What is Aleph? - AlephBFT

2 How AlephBFT Does it?

AlephBFT implements Aleph Consensus Protocol -- we highly encourage you to read the original paper, as it offers the best explanation of the ideas and does not require much background to understand. In this documentation we try to offer a self-contained sketch of the protocol, although, because of its compactness it might be harder to understand. For those who have read the paper we would like to note that there are certain minor differences between the paper and the actual implementation that we highlight in a dedicated section. However, these do not affect any of the fundamental ideas behind AlephBFT or its security guarantees and are mostly tricks and implementation details.

Note: for clarity, given N we define f to be the maximum number of malicious nodes allowed in AlephBFT: f=floor(N-1)/3. For instance, for N's equal to (1, 2, 3, 4, 5, 6, 7, 8, 9, 10) the corresponding fs are (0,0,0,1,1,1,2,2,2,3). Then the number of honest nodes is guaranteed to be at least N-f = floor(2*N/3)+1 which is strictly more than 2*f.
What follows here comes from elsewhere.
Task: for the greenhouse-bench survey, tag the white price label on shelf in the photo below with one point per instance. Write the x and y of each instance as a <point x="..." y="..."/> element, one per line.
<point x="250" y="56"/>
2.1 Dag -- the main idea of AlephBFT.

Recall that in the model we are interested in, the nodes keep receiving new data items from their input streams in_i and would like to produce a single output stream out (i.e., the unique stream consistent with their local output streams out_i). The main idea of AlephBFT is for the nodes to produce a DAG (Directed Acyclic Graph) of vertices that we call Units where each such unit is created by one of the nodes i and carries one piece of data from the input stream in_i. Whenever a unit is created by a node i it is then dispersed among all other nodes with the intention that each node at any given time has a sufficiently up-to-date version of the Dag. AlephBFT then specifies a combinatorial algorithm that given a Dag D allows to compute (statically, without any need for communication) a certain prefix of the output stream out, with the property that as the Dag D is updated with new vertices to form D' then the new prefix computed out of D' is either the same or extends the one obtained from D. In other words, by growing the Dag, we cannot "roll back" the output sequence.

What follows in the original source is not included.